A career! She was a soft, sweet, tender little creature in spite of her good comradeship and the brave little tilt to her hat, and she was fit for a home nest, and no more fit to battle with the storm of a career than a young bird with a tempest.

"Let me see your portfolio, will you?"

"First," she said practically, "eat your steak and your potatoes." Touching her eyes, she added: "I thought of what Goethe said as I cried here—'Wer nie sein Brot mit Thraenen ass'—only it's not the first bread and tears that have gone together in this room, I expect."

"No," returned Fairfax, "I reckon not, and you are lucky to have the bread, Mademoiselle. Some have only tears."

"I know," she returned softly, "and I have been most awfully lucky so far."

When they had finished he made the man clear away the things, and she spread out the contents of her portfolio before him, watching his face, as he felt, for every expression. He handled thoughtfully the bits of cardboard and paper, seeing on them only the evidence of a mediocre talent, a great deal of feeling, and the indications of a sensitive nature. One by one he looked at them and turned them over, and put them back and tied up the green portfolio by its black tapes. Then he looked at her, saw how white her little face had grown, how big and blue her eyes were, how childlike and inadequate she seemed to life.

"You need not speak," she faltered. "You were going to say I'm no good. I don't want to hear you say it."

Impulsively, he put out his strong hands and took hers that fluttered at her coat.

"Why should you care for what I say? You have your masters and your chiefs."

"Yes," she nodded, "and they have been awfully encouraging, all of them, until to-day."

Fairfax looked at her earnestly. "You must not mind if you feel that you have got it in you. Don't seek to hear others' opinions, just go boldly, courageously on. What I say has no meaning."

He dropped her hands and the colour came back somewhat into her face.

"What you say has importance, though," she answered. "I have the feeling that you are somebody. Anyhow, I have watched you every time you came. I think you know things. I believe you must be a great artist. I should believe you—I do believe you. I see you don't think I'm any good. Besnard didn't think so when he came to-day. I don't want to go on being a fool."

As she spoke, from the other restaurant came the notes of a fiddle and a flute, for two wandering musicians, habituÉs of these smaller cafÉs, had wandered in to earn the price of their luncheon. They were playing, not very well, but very plaintively, an old French song, one in vogue in the Latin Quarter. The sun, still magnificently brilliant, had found its way around to the back of the place, and over the court with the ruined marbles the light streamed through the window and fell on Fairfax and the little girl.

"What do you say," he suggested abruptly, "to coming with me for the afternoon? Let's go on the top of a tram and ride off somewhere."

He rose, paid the man who came for his luncheon (the girl's score had already been settled), and stood waiting. She fingered the tapes of her closed portfolio, her lips still trembled. The sunlight was full on her, shining on her hair, on her old worn cape, on the worn felt hat, on the little figure which had been so full of courage and of dreams. Then she looked up at Antony and rose.

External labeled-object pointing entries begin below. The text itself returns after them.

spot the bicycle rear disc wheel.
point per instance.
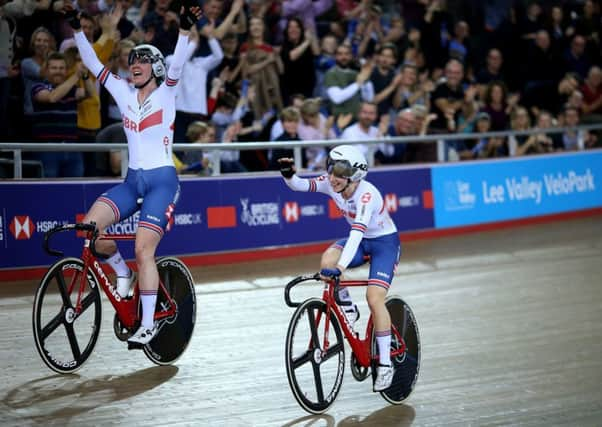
(64, 338)
(315, 376)
(174, 332)
(406, 364)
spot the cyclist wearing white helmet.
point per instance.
(148, 112)
(373, 234)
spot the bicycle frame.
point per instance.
(126, 308)
(361, 347)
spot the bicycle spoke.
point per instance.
(318, 378)
(73, 341)
(302, 360)
(63, 289)
(51, 326)
(332, 351)
(315, 340)
(87, 302)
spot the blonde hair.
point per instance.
(51, 43)
(290, 114)
(196, 130)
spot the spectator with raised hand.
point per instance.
(324, 62)
(314, 126)
(403, 125)
(592, 96)
(305, 10)
(539, 143)
(492, 71)
(364, 129)
(119, 67)
(498, 104)
(211, 24)
(384, 78)
(345, 87)
(299, 51)
(41, 44)
(55, 115)
(449, 95)
(262, 66)
(191, 97)
(410, 91)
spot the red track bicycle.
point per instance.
(315, 350)
(67, 306)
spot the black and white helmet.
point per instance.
(146, 53)
(346, 161)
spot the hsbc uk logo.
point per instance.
(21, 227)
(292, 211)
(393, 202)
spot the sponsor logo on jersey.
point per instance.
(292, 211)
(259, 214)
(21, 227)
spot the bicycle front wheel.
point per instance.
(315, 375)
(174, 332)
(404, 332)
(64, 334)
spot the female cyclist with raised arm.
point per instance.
(373, 233)
(148, 112)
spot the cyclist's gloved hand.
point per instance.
(190, 13)
(287, 167)
(72, 16)
(330, 272)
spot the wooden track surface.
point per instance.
(510, 323)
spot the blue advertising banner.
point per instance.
(213, 214)
(481, 192)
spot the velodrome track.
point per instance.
(510, 323)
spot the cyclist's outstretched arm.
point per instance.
(113, 83)
(295, 183)
(189, 15)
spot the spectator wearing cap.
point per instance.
(298, 53)
(191, 95)
(314, 126)
(345, 87)
(384, 78)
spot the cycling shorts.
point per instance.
(383, 253)
(159, 188)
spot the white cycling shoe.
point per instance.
(124, 284)
(384, 377)
(143, 335)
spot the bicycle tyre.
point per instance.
(406, 365)
(306, 368)
(175, 332)
(58, 347)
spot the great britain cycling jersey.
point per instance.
(149, 131)
(373, 232)
(149, 126)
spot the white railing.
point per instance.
(440, 139)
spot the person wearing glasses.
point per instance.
(373, 236)
(147, 107)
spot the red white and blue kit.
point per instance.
(149, 131)
(373, 232)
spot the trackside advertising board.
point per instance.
(481, 192)
(213, 214)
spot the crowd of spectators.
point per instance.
(286, 70)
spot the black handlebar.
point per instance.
(300, 279)
(294, 282)
(91, 227)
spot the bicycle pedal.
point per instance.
(135, 346)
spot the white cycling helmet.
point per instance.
(147, 53)
(346, 161)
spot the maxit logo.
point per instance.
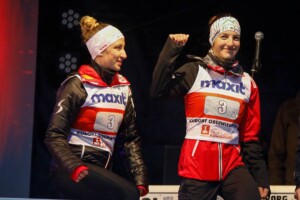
(109, 98)
(237, 88)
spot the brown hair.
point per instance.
(90, 26)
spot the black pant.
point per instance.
(239, 184)
(99, 184)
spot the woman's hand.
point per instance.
(179, 39)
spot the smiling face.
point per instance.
(112, 58)
(226, 45)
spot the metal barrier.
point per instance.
(169, 192)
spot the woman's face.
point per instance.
(112, 58)
(226, 45)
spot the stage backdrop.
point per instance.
(18, 38)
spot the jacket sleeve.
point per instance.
(249, 135)
(278, 150)
(71, 95)
(129, 145)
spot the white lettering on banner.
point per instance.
(170, 192)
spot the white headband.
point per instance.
(221, 25)
(102, 39)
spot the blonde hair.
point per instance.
(90, 26)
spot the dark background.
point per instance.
(146, 25)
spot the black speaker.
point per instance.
(171, 158)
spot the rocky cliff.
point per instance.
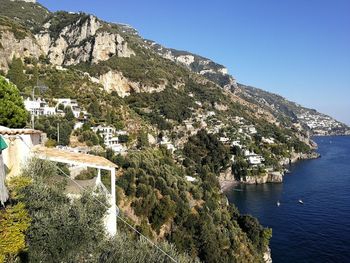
(82, 39)
(15, 41)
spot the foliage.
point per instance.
(161, 198)
(87, 174)
(68, 229)
(257, 234)
(12, 112)
(16, 74)
(29, 14)
(169, 104)
(205, 149)
(50, 124)
(14, 221)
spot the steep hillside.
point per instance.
(203, 126)
(284, 110)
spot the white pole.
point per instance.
(112, 224)
(58, 134)
(98, 179)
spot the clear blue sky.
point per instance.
(297, 48)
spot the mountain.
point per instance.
(317, 123)
(190, 125)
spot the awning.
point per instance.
(64, 156)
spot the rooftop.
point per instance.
(9, 131)
(64, 156)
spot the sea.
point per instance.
(317, 230)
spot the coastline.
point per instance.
(227, 180)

"I will go," she said, and he picked up the portfolio, tucked it under his arm, and they walked out together, through the smoky larger room where part of the lunchers were joining in the chorus of the song the musicians played. And this little handful of the Latin Quarter saw the two pass out together, as two pass together often from those Bohemian refuges. Some one, as the door opened and shut on Antony and the girl, cried: "Vive l'amour!"